ARCHIMEDESII SparkPoints: (195,969)
Fitness Minutes: (292,363)
Posts: 26,975
8/29/13 6:08 A


Caliper measurements can be very accurate, but only if the person doing the measurements are accurate. I would get a second opinion. Have another PT take your measurements and do a comparison. For now, DON'T PANIC !! If you've lost an inch off your waist, that means you ARE making a difference.

Why are your measurements different ? I suspect that your PT didn't take measurements in the exact same spots as they did the first time. It is true that if a person "diets" to lose weight, some of the weight they lose WILL be from muscle. There is no way around this. A person can minimize this loss by engaging in a good strength training program.

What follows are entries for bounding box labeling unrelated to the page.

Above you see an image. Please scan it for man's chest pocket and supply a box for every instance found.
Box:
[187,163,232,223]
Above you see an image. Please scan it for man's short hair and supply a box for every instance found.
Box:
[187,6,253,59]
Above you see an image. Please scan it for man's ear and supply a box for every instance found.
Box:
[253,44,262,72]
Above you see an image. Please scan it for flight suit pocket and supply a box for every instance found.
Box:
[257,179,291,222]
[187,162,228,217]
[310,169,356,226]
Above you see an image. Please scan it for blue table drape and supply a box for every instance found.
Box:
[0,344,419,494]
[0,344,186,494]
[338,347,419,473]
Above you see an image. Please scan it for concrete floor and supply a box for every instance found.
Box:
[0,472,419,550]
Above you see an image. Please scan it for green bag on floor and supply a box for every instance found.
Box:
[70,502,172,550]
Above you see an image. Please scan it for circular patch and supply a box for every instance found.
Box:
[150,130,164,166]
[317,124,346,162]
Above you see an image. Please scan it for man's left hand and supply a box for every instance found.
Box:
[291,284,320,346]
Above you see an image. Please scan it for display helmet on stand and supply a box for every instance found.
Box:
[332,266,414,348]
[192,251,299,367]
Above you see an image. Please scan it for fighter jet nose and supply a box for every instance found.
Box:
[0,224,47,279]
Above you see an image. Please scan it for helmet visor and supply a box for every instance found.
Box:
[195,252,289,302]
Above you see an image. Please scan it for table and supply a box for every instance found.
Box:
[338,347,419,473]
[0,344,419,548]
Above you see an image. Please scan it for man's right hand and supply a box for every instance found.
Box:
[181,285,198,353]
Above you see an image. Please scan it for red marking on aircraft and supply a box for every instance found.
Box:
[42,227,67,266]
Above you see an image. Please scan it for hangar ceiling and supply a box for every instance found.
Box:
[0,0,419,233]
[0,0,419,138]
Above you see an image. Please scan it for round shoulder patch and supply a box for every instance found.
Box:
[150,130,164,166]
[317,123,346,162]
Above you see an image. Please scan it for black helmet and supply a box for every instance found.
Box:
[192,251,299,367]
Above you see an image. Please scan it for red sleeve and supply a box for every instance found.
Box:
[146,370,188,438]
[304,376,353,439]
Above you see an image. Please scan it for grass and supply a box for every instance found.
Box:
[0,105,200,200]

This is normal. When you strength train (while dieting), you're not necessarily adding lean muscle. In order to truly add lean muscle, your body needs a surplus of calories to grow muscle fibers. If you're dieting, your body just doesn't have the calories to increase muscle. BUT, what you are doing is making the muscle you already have work more efficiently. When your muscles work more efficiently, that will help your body to become more efficient at burning fat.

However, in order to gain muscle, you need to do two things. You need to eat a surplus of calories and you need to have a good strength training program. You also have to have the right genetics. Women do not pack on muscle the same way as men do. So, if your goal is to increase lean muscle, it's going to take time. I know, I've been trying to increase lean muscle and it's been a very long process.

The point ? Don't worry about the numbers. If you're losing inches, you are losing body fat. But, continue to strength train so that the weight you lose from muscle is at a minimum. How much is lost with weight loss ? Hard to say, none can tell for sure. I can tell you this much, everyone who loses weight does lose some lean muscle. that's why you must continue to strength train as well as eat a wholesome diet that nourishes your body.

SLIMMERKIWI SparkPoints: (244,167)
Fitness Minutes: (41,124)
Posts: 26,631
8/29/13 2:51 A

I would be inclined to question her qualifications to do this. Did she do a 9 point caliper test? Ask next time if she is officially qualified to do this - a lot do it but aren't qualified and therefore don't get the correct results!

I'm certainly not qualified in this field, but I wonder if you are actually eating enough. It sounds like with the exercise you do, you should be eating more.


RAVELGIRLY SparkPoints: (115,652)
Fitness Minutes: (74,870)
Posts: 522
8/28/13 9:03 P

Five weeks ago, I had my body composition tested at my gym (calipers). She measured me at 28% fat (my weight was 156). Today the same trainer measured me. She said I am now 26.6% fat (weight 150). I'm a little suspicious there was some operator error because she measured my triceps at 18 today and they were 17 in July. She measured once at 3 sites both times.

But anyway, the concern is this- I've lost 6 pounds, so if her measurement is accurate today, that means 4 pounds of that was fat and 2 pounds was lean. That scares me!

I run 40 minutes two days, run an hour one day (training for a 10k), do an hour of kettlebell or other strength training class twice a week, and do my elliptical 45 min once a week. I am 5'2". I've been eating 1250-1300, trying to work up to the 1400 (the new Spark range now that I'm aiming for 1 pound per week). I hoped that doing challenging strength training twice weekly would keep the lean loss to a bare minimum.

Is my lean loss normal? How do I slow down the lean body mass loss? Is it possible that my test results aren't accurate?


ETA: I forgot to mention that I did lose an inch from my waist and an inch from my hips in this time period.